Banks in Nigeria have suspended individual withdrawals with local debit cards abroad and toughened limits on online payments, seeking to ease foreign currency settlement risk with the country facing dollar shortages.
This comes after the country’s Central Bank last month said it would stop dollar sales to lenders this year.
The banks informed their customers they were reducing the limit from $100 to either $20 or $50 a month. It means customers would not be able to use their naira debit cards to pay for any transactions more than $20 or $50 in a month.
The United Bank of Africa (UBA) was first to take the decision on February 24 when it announced $20 as its new limit.
Stanbic Bank said it would cut limits for online purchases and payments by half to $50 “in response to economic realities”, in addition to suspending cash withdrawals.
Zenith Bank said it would impose a new monthly limit of $20 for online transactions, down from $100 previously.
This means customers seeking to do foreign transactions will have to open and fund domiciliary accounts with dollars, pounds or euros purchased from the parallel market at the prevailing exchange rates.
The central bank is battling to protect reserves that have dwindled since the coronavirus pandemic triggered a sharp fall in the price of oil, Nigeria’s main export. The oil price plunge also prompted foreign investors to shed Nigerian assets.

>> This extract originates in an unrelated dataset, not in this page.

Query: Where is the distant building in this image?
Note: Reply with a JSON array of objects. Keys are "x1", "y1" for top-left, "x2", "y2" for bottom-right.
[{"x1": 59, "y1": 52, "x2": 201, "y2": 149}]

Oil prices have since recovered and soared, but a backlog demand for foreign exchange has dodged currency markets and the naira.
The central bank said last month it would stop commercial banks from sourcing dollars from its reserves in 2022.
Nigeria has suffered an importation-fuelled foreign exchange crisis for years, but the scarcity worsened in 2021 with Naira crashing over 30% in one year.
As of the end of February, Nigeria’s foreign reserve fell to $39.86 billion, compared to $40.04 billion recorded as of January ending.